Lebanese forensic experts collected evidence Friday at the scene of a massive explosion in a southern suburb of Beirut that killed 22 people and wounded more than 300, the deadliest blast in the area in nearly three decades.
Security officials said they were investigating the possibility that Thursday’s blast in Hezbollah’s bastion of support was carried out by a suicide bomber.
Lebanese troops cordoned the area of the explosion where more than a dozen charred cars were scattered on the street amid heavily damaged buildings, preventing residents and shop owners from entering.
Some residents vowed that such attacks will only strengthen their support of the militant Hezbollah group and its leader.
Thursday’s car bomb struck a crowded street in the Rweiss district in Beirut’s southern suburbs, an overwhelmingly Shiite area and stronghold of Hezbollah. The explosion sent a massive plume of black smoke billowing into the sky, set several cars and buildings ablaze and trapped dozens of residents in their homes for hours.
The explosion occurred about 100 meters (yards) away from the Sayyed al-Shuhada complex where Hezbollah usually holds rallies.
Thursday’s blast came a day before Hezbollah’s leader Sheik Hassan Nasrallah was scheduled to give a speech marking the end of the monthlong 2006 war with Israel. Nasrallah was expected to address the explosion in the speech later Friday.
The bombing was the second in just more than a month to hit one of the Shiite group’s bastions of support, and the deadliest since 1985 when a blast in the area killed 80 people. Many people in Lebanon see the attacks as retaliation for Hezbollah’s armed support for President Bashar Assad in neighboring Syria’s civil war.
The group’s fighters played a key role in a recent regime victory in the town of Qusair near the Lebanese border, and Syrian activists say Hezbollah guerrillas are now aiding a regime offensive in the besieged city of Homs.
Syrian rebels have threatened to retaliate against Hezbollah for intervening on behalf of the Assad regime. Thursday’s car bombing raises the worrying specter of Lebanon being pulled further into the Syrian civil war, which is being fought on increasingly sectarian lines pitting Sunnis against Shiites.
“We will always support Sheik Hassan,” said Hassane Qassem, a 56-year-old retired soldier whose house was damaged by the blast. Neither he nor his wife were hurt, but he said their domestic help from Bangladesh suffered minor head injuries and was rushed to a nearby hospital.
“I entered the bathroom and the whole building shook,” said the man standing about 50 meters (yards) from his home. He said he helped rush wounded people to ambulances before he entered the barber shop of his friend in the building.
“I found my neighbor and friend Hussein under a wall inside his shop. I closed his eyes and recited prayers for him then left,” Qassem said.
On July 9, a car bomb exploded in the nearby Beir al-Abed district, wounding more than 50 people. Since then, security measures by Hezbollah have become tighter with group members setting up checkpoints searching cars and preventing strangers from parking cars in crowded areas.

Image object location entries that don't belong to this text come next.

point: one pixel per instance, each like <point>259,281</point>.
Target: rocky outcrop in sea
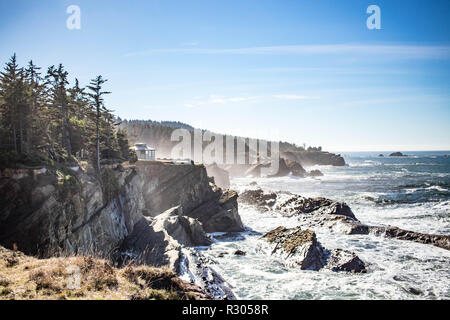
<point>336,216</point>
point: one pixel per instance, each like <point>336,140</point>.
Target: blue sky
<point>301,71</point>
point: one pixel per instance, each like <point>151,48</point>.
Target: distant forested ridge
<point>45,121</point>
<point>158,135</point>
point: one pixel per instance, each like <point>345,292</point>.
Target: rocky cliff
<point>47,212</point>
<point>310,158</point>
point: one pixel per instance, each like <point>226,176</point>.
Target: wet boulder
<point>296,247</point>
<point>343,260</point>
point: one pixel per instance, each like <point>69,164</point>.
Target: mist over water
<point>409,192</point>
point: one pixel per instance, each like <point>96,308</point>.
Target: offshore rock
<point>300,248</point>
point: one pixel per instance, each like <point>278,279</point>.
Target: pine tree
<point>57,78</point>
<point>98,106</point>
<point>14,108</point>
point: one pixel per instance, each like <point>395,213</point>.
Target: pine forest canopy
<point>43,121</point>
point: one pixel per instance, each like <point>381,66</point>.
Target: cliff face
<point>310,158</point>
<point>45,216</point>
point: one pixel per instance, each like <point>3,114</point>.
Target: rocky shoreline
<point>160,214</point>
<point>336,216</point>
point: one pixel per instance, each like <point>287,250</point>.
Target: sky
<point>300,71</point>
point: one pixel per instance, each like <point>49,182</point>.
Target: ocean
<point>410,192</point>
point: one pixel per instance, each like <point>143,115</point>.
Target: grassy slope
<point>24,277</point>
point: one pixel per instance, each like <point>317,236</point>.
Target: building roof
<point>142,147</point>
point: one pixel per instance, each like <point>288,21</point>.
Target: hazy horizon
<point>302,72</point>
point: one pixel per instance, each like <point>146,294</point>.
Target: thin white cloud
<point>216,99</point>
<point>400,51</point>
<point>293,97</point>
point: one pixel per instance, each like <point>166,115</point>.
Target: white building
<point>143,152</point>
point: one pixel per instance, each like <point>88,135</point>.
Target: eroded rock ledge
<point>301,248</point>
<point>45,217</point>
<point>336,216</point>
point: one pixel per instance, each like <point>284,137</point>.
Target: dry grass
<point>23,277</point>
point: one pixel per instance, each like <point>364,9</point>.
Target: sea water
<point>410,192</point>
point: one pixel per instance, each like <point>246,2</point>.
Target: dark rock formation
<point>264,201</point>
<point>315,173</point>
<point>219,215</point>
<point>45,217</point>
<point>296,168</point>
<point>283,169</point>
<point>167,185</point>
<point>46,214</point>
<point>343,260</point>
<point>397,154</point>
<point>299,247</point>
<point>336,216</point>
<point>221,176</point>
<point>441,241</point>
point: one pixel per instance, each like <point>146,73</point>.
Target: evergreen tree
<point>14,107</point>
<point>57,79</point>
<point>98,106</point>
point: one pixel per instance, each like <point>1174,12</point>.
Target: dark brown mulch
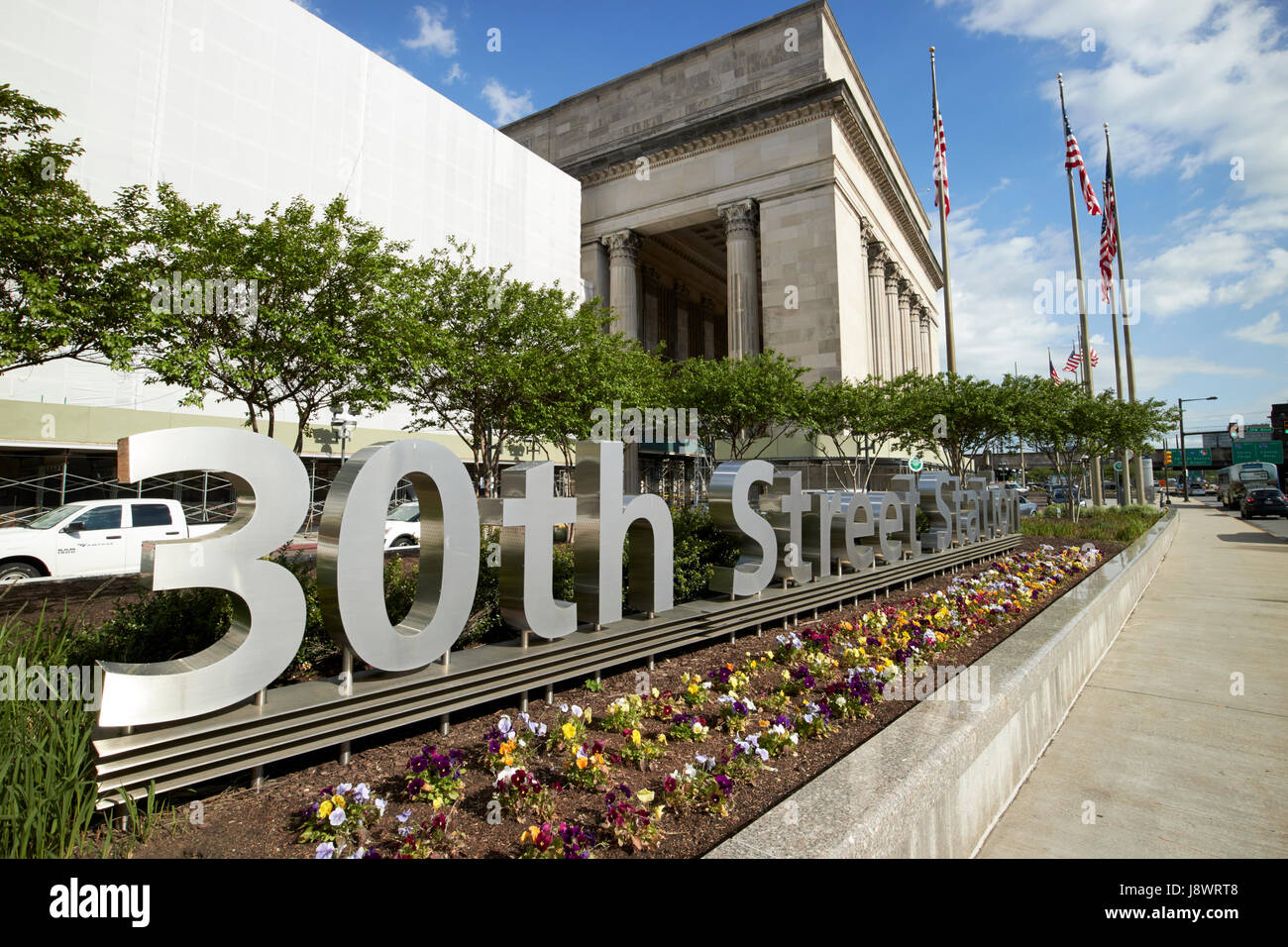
<point>241,822</point>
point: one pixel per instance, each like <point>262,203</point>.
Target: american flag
<point>1073,158</point>
<point>940,158</point>
<point>1108,243</point>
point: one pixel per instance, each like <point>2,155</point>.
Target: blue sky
<point>1188,86</point>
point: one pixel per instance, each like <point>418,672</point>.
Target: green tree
<point>1065,423</point>
<point>503,363</point>
<point>954,416</point>
<point>294,308</point>
<point>69,285</point>
<point>851,420</point>
<point>741,401</point>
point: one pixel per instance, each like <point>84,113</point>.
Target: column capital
<point>867,234</point>
<point>877,258</point>
<point>741,218</point>
<point>894,275</point>
<point>622,247</point>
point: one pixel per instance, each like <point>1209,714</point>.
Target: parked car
<point>1265,501</point>
<point>402,526</point>
<point>95,538</point>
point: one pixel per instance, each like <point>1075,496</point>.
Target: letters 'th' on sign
<point>784,532</point>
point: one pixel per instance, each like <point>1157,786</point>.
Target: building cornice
<point>829,99</point>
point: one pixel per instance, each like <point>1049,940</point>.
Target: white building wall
<point>253,102</point>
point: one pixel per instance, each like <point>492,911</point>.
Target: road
<point>1275,526</point>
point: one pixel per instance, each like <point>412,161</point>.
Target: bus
<point>1233,482</point>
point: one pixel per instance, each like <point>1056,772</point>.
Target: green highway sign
<point>1257,451</point>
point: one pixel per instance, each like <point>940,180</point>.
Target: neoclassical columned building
<point>745,195</point>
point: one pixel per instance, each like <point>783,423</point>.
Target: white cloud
<point>1155,372</point>
<point>507,106</point>
<point>1263,331</point>
<point>433,35</point>
<point>1184,84</point>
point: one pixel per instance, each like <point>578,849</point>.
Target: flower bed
<point>634,771</point>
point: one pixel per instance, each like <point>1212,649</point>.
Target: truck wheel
<point>13,573</point>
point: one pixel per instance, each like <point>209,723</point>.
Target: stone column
<point>742,277</point>
<point>893,333</point>
<point>593,268</point>
<point>877,311</point>
<point>623,282</point>
<point>683,305</point>
<point>925,341</point>
<point>651,324</point>
<point>866,305</point>
<point>906,326</point>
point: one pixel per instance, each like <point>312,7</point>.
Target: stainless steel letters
<point>732,512</point>
<point>268,618</point>
<point>605,519</point>
<point>529,513</point>
<point>351,558</point>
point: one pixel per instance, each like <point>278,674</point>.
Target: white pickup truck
<point>95,538</point>
<point>402,526</point>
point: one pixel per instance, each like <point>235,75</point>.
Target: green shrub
<point>47,783</point>
<point>699,547</point>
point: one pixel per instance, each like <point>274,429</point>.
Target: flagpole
<point>1119,371</point>
<point>1082,295</point>
<point>943,230</point>
<point>1122,294</point>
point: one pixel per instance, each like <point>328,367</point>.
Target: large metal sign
<point>786,535</point>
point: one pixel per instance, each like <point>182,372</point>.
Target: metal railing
<point>316,715</point>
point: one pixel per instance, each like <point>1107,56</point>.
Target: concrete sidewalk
<point>1160,755</point>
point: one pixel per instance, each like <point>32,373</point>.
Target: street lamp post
<point>343,425</point>
<point>1180,445</point>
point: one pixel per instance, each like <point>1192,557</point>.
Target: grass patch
<point>1104,523</point>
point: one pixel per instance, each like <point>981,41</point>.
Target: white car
<point>402,526</point>
<point>95,538</point>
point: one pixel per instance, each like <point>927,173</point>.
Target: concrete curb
<point>931,784</point>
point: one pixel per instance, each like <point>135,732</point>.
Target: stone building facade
<point>745,195</point>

Lebanese security officials said they are investigating whether the blast was carried out by a suicide attacker. They said the attacker may have tried to park the car in front of a building but was prevented by residents. He moved few meters up then the vehicle blew up, the officials said on condition of anonymity in line with regulations.

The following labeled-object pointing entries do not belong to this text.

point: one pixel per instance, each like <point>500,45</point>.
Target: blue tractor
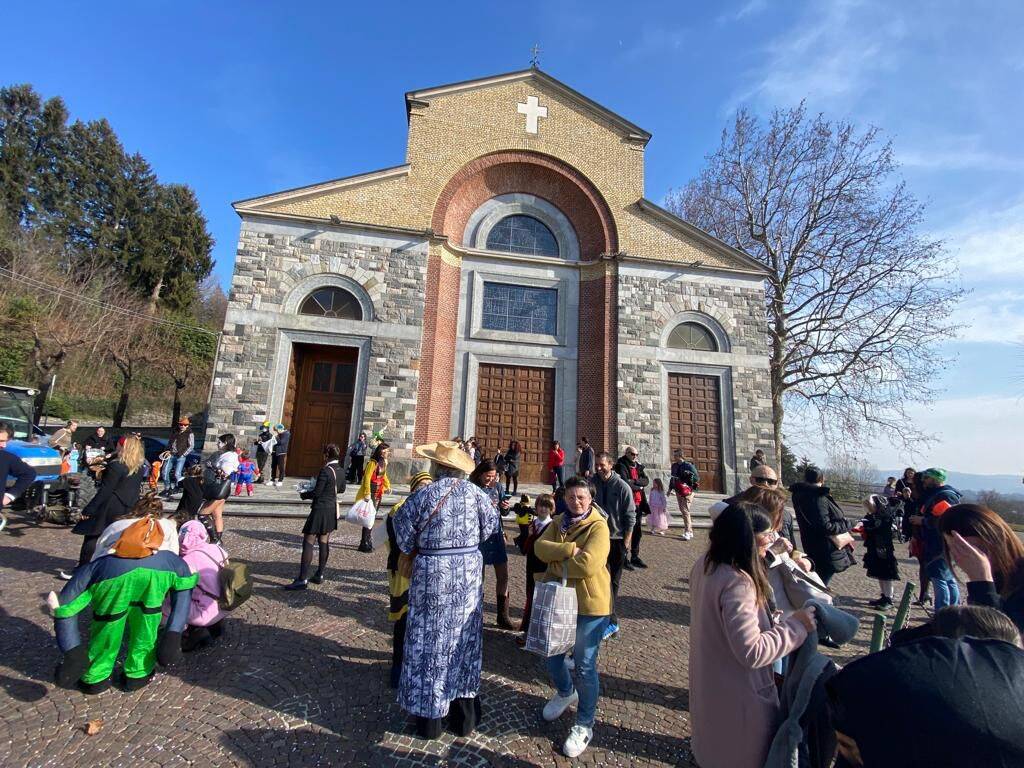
<point>29,443</point>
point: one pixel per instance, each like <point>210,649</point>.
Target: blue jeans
<point>943,584</point>
<point>178,463</point>
<point>589,632</point>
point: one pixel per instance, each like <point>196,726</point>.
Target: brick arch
<point>522,171</point>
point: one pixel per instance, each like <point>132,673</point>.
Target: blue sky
<point>239,99</point>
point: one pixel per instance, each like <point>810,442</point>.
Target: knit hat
<point>418,478</point>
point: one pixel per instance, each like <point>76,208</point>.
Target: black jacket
<point>12,466</point>
<point>819,517</point>
<point>330,484</point>
<point>118,494</point>
<point>623,467</point>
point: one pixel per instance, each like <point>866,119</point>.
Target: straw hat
<point>446,453</point>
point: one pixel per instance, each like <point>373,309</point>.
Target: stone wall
<point>650,303</point>
<point>276,265</point>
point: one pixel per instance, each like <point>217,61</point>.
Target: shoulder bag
<point>408,560</point>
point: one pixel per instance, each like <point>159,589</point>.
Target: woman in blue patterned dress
<point>444,523</point>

Interior Minister Marwan Charbel said that security officials were conducting DNA tests on body parts discovered near the blast.

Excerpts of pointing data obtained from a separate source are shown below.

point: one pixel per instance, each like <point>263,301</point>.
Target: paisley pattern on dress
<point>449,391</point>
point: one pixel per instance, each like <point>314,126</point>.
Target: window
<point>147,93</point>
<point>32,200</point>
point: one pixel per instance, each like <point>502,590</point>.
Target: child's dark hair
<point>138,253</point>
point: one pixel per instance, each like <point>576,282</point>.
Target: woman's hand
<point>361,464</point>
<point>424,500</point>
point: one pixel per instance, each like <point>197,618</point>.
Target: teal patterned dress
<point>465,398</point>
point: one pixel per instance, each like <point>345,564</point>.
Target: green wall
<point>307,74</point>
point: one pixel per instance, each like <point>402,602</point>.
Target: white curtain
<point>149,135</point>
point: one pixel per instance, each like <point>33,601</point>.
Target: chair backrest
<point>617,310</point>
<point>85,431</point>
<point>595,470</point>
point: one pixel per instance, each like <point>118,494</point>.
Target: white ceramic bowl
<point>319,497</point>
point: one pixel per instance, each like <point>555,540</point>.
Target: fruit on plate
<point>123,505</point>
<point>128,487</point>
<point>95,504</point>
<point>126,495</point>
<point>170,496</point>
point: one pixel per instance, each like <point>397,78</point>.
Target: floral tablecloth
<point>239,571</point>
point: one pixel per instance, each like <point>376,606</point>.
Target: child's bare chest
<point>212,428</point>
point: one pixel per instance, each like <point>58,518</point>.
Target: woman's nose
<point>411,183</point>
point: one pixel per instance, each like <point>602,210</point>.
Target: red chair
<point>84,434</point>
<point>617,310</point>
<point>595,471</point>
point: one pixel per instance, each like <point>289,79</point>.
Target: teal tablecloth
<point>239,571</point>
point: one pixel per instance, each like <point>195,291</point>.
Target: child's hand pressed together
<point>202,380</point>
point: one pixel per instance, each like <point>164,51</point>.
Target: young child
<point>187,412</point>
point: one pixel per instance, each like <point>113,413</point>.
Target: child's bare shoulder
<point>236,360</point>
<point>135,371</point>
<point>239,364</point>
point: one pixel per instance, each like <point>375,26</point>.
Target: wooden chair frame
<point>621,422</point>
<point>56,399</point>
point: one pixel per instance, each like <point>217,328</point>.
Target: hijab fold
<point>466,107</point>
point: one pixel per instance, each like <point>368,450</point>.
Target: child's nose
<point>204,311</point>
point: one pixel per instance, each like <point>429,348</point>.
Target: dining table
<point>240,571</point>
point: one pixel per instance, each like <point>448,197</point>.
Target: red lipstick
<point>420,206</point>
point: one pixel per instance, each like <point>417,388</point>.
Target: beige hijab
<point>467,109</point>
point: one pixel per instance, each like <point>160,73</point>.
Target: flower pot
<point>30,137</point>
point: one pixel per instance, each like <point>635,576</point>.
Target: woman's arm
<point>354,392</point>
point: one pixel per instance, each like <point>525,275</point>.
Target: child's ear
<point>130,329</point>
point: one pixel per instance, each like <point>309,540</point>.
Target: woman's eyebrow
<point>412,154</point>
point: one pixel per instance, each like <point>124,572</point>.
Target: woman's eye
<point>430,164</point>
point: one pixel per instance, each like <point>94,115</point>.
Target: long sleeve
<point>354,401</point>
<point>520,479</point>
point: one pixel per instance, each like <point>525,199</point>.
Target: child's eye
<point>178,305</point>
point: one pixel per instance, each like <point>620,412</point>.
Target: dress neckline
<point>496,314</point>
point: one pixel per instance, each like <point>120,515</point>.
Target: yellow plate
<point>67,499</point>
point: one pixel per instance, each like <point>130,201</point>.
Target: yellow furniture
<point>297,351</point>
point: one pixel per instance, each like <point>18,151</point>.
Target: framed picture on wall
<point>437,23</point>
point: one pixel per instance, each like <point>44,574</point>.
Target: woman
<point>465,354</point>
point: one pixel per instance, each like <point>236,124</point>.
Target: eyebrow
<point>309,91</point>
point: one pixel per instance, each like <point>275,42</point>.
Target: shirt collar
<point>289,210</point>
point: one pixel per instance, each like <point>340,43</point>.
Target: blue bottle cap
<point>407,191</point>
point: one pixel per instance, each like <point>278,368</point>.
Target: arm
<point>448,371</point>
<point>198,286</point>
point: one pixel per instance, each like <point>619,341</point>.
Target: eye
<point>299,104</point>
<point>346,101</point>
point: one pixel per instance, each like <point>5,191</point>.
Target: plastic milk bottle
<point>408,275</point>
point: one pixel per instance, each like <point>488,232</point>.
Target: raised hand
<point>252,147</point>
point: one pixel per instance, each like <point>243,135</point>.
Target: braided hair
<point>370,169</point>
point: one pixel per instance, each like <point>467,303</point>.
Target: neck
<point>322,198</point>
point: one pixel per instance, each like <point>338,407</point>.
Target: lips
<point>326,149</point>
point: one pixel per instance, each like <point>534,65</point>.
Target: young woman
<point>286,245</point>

Charbel said the death toll rose Friday to 22. Health Minister Ali Hassan Khalil said 336 were wounded by the blast.
The fate of some people is still missing is unknown, as some of the bodies have been totally charred. The Lebanese army urged people who have relatives missing to come forward and give DNA samples.
State-run National News Agency said that among those missing since were a father and his three children.
Tensions between Lebanon’s own Sunni and Shiite communities have risen sharply, particularly since Hezbollah began fighting openly in Syria. Lebanese Sunnis support the rebels fighting to topple Assad, a member of a Shiite offshoot sect.
Lebanese President Michel Suleiman blamed Israel for the blast, while Israel’s President Shimon Peres said Israel “has nothing to do” with it.
“I was surprised that the President of Lebanon said that Israel is again responsible; why should he look to Israel?” Peres asked. “He has Hezbollah collecting bombs and killing people in Syria without the approval of the Lebanese government.”